Source: AP
Volodymyr Zelensky assiste à une session du Parlement à Kiev, Ukraine, le 17 juillet 2025.
Des perquisitions contre des figures critiques du régime de Kiev, dont l'activiste anticorruption Vitali Shabounine, ont ravivé les accusations de dérive autoritaire visant Volodymyr Zelensky. Selon le Financial Times, la loi martiale est utilisée pour réduire au silence les voix dissidentes et concentrer le pouvoir entre les mains de ses proches.
Volodymyr Zelensky et ses proches collaborateurs sont accusés par plusieurs diplomates, élus et ONG d'exploiter les pouvoirs d'exception de la loi martiale, instaurée depuis 2022, pour éliminer toute critique, selon une enquête du Financial Times parue le 17 juillet. Les inquiétudes se sont intensifiées après deux interventions musclées menées par le Bureau d'enquête d'État (SBI).
Le 11 juillet, des agents lourdement armés ont fait irruption au domicile de l'activiste anticorruption Vitali Shabounine, à Kharkov, saisissant ses téléphones, ordinateurs et ceux de sa famille, sans mandat judiciaire et en l'absence de ses avocats. Le même jour, le SBI a également perquisitionné le logement de l'ancien ministre des Infrastructures Oleksandr Koubrakov à Kiev.
Les deux hommes dénoncent des opérations à visée politique. Shabounine, figure centrale de l'ONG « AntAC », est accusé d'avoir refusé la mobilisation et d'avoir détourné des fonds militaires. Il risque jusqu'à dix ans de prison. Sa défense évoque une manipulation de son dossier. « Ce n'étaient pas des perquisitions », a déclaré Daria Kaleniuk, directrice de l'organisation. « C'était de l'intimidation. »
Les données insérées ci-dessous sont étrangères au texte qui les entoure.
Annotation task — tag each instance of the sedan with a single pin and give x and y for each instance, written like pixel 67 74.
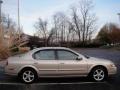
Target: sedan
pixel 58 62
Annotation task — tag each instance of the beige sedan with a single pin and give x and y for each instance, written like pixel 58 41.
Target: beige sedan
pixel 58 62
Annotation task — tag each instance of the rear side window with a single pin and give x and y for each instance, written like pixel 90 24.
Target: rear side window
pixel 45 55
pixel 66 55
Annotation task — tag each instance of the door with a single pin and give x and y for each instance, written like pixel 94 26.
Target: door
pixel 68 65
pixel 46 62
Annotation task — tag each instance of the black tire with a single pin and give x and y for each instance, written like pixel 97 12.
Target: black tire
pixel 98 77
pixel 33 75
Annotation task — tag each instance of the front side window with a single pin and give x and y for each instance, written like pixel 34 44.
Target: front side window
pixel 45 55
pixel 66 55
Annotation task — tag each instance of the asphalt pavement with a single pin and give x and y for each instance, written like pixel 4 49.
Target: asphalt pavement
pixel 12 83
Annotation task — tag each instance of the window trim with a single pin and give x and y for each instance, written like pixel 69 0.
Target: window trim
pixel 33 55
pixel 64 50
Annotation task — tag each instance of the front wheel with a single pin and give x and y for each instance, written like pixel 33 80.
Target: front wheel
pixel 98 74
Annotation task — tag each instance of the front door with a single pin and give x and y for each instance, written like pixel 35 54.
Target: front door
pixel 68 65
pixel 46 62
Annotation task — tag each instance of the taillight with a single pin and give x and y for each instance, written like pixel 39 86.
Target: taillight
pixel 7 63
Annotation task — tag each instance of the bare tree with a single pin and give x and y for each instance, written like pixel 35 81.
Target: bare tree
pixel 87 18
pixel 83 20
pixel 61 26
pixel 42 30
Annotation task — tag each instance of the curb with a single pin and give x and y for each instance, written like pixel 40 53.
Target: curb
pixel 58 86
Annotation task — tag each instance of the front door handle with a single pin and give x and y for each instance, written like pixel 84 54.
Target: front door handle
pixel 62 63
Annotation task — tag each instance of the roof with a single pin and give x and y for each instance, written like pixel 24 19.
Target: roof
pixel 42 48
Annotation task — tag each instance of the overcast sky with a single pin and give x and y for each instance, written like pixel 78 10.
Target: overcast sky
pixel 31 10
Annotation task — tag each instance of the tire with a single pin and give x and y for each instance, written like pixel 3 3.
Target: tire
pixel 98 74
pixel 28 76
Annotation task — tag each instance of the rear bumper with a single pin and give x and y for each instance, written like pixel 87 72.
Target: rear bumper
pixel 112 71
pixel 10 71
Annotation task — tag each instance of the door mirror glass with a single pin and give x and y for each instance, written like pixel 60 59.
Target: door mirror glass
pixel 79 58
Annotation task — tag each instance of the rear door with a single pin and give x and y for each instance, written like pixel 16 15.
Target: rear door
pixel 46 62
pixel 68 65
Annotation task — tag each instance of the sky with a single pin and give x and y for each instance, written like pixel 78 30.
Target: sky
pixel 30 10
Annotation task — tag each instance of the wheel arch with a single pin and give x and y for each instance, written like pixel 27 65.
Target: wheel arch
pixel 101 66
pixel 28 67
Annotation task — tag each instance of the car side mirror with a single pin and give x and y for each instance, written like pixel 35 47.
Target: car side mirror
pixel 79 58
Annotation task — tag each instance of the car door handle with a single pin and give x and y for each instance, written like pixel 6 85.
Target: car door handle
pixel 62 63
pixel 36 63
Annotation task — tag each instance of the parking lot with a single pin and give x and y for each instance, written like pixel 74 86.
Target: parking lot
pixel 70 83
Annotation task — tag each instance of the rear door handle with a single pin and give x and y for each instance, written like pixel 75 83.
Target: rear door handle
pixel 36 63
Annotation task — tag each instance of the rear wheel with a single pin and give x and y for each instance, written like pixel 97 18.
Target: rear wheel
pixel 98 74
pixel 28 76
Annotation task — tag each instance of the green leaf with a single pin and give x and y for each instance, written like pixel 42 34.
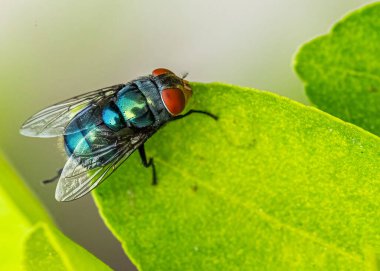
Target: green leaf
pixel 29 239
pixel 271 185
pixel 341 70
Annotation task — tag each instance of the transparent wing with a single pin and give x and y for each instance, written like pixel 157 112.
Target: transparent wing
pixel 52 121
pixel 84 171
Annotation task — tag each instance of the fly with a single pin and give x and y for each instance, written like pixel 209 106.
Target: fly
pixel 102 128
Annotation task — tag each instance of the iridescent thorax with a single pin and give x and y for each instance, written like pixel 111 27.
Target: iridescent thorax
pixel 103 127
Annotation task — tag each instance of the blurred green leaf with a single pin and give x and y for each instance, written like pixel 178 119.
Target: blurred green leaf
pixel 271 185
pixel 341 70
pixel 29 239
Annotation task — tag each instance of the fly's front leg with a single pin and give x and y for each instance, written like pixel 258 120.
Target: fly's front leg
pixel 54 178
pixel 198 112
pixel 147 163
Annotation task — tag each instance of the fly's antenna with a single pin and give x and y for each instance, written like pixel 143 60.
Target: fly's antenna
pixel 54 178
pixel 185 75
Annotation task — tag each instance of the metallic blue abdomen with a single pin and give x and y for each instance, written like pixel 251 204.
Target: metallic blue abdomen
pixel 137 105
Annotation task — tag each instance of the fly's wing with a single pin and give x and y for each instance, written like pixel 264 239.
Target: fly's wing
pixel 84 171
pixel 52 121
Shabounine estime que son dossier est un avertissement lancé à deux groupes : les journalistes anticorruption et les militaires contestataires. « Si je peux être attaqué publiquement malgré le soutien des médias et de la société, alors personne n'est à l'abri », affirme-t-il au Financial Times.
Consolidation du pouvoir et sanctions politiques
Les accusations vont bien au-delà des affaires Shabounine et Koubrakov. Plusieurs voix dénoncent une stratégie plus large de consolidation autoritaire autour du pouvoir central. L'ex-président Petro Porochenko, l'un des plus anciens opposants à Zelensky, a été récemment frappé par des sanctions. Par ailleurs, la nomination de Ioulia Sviridenko, proche d'Andriy Yermak (chef de cabinet de Zelensky), au poste de Première ministre est vue comme un signal supplémentaire de recentralisation du pouvoir.
En parallèle, le cabinet présidentiel a bloqué la nomination d'Oleksandr Tsivinsky, détective de l'agence anticorruption NABU, à la tête du Bureau de sécurité économique. Bien qu'indépendamment sélectionné, il a été jugé « non adapté » par l'exécutif, une décision jugée illégale par certains députés.
« Profiter de la guerre pour renforcer un autoritarisme corrompu », titrait Ukraïnska Pravda, le site le plus consulté d'Ukraine. The Kyiv Independent, quant à lui, affirme que cette vague de répression ne pourrait se produire sans au moins « le consentement silencieux » de Volodymyr Zelensky.
L'Occident silencieux face à une dérive visible
Malgré les précédents avertissements des ambassades, cette fois-ci les représentants occidentaux à Kiev gardent le silence. « Les cas Shabounine et Koubrakov ne sont pas isolés. Ils s'inscrivent dans un schéma : les critiques sont écartés, les fidèles protégés », confie un diplomate d'un pays occidental au Financial Times.
La loi martiale, renouvelée pour la seizième fois début juillet, permet à Volodymyr Zelensky de suspendre indéfiniment les élections et de prolonger son maintien au pouvoir, en dépit de la fin officielle de son mandat. Moscou considère que toute signature ou décision politique prise par Zelensky est illégitime, en raison de l'interruption du processus démocratique.
Le maire de Kiev, Vitali Klitschko, met en garde : « Sous couvert du conflit, le pouvoir persécute ceux qui le dérangent : opposants politiques, médias, experts et collectivités locales. » Le Financial Times conclut que l'administration actuelle « teste les limites » de la société civile, alors que les priorités des États-Unis, par exemple, se déplacent et que la pression externe sur la gouvernance ukrainienne s'amenuise.